The C++ indexer ("the clang indexer") is a wrapper over clang. The clang indexer is a drop in replacement for the C++ compiler that emits Glean facts instead of code. The wrapper is linked against libclang and libllvm.

Glean supports simple cmake builds out of the box. For other build systems you'll need to run clang-index manually on compilation targets. The indexer has been designed to scale up to very large repos, indexing compilation units in parallel across multiple machines, however support for parallel indexing isn't in the open source release. The indexer performance on C++ code is similar to running the clang frontend.

To build the indexer, you will need clang, libclang, llvm. See the github CI workflow for the specific dependencies we test with. We tend to test on one or two specific versions of clang and llvm (currently clang 11 and 12), but other versions may work.

The indexer consists of two parts:

  • clang-index

which compiles the C++ source and emits binary thrift data to write to Glean.

  • clang-derive

which computes derived facts on the result (e.g. find-references tables).

To build the indexer:​

The Clang indexer is currently not on Hackage, so you have to build from the repository.

make glean-clang

Run the indexer​

Ensure that you have built and installed Glean and the glean executable is on your PATH.
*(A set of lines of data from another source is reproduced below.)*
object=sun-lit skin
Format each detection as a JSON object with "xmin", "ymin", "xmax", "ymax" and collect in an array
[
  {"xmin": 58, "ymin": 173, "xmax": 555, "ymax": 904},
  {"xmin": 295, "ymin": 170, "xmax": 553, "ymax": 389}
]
glean index cpp-cmake DIR --indexer clang-index --deriver clang-derive --db-root DB --db NAME/INSTANCE

where

  • DB is the directory you want to store your Glean DBs
  • DIR is the root directory containing the CMake manifest.
  • and indexer and deriver are the paths to the clang-index and clang-derive binaries

In the shell​

C++ source in cmake projects can also be indexed directly from the Glean shell:

:index cpp-cmake DIR

Note that clang-index and clang-derive should be built and accessible in the PATH variable for this to succeed, or in the build tree.

Schema​

The schema is in glean/schema/source/cxx.angle

The schema is quite rich and captures C++, C, Objective-C and C pre-processor symbols, the semantic structure of C++ symbols, and is precise enough to do automated analysis of C++ code.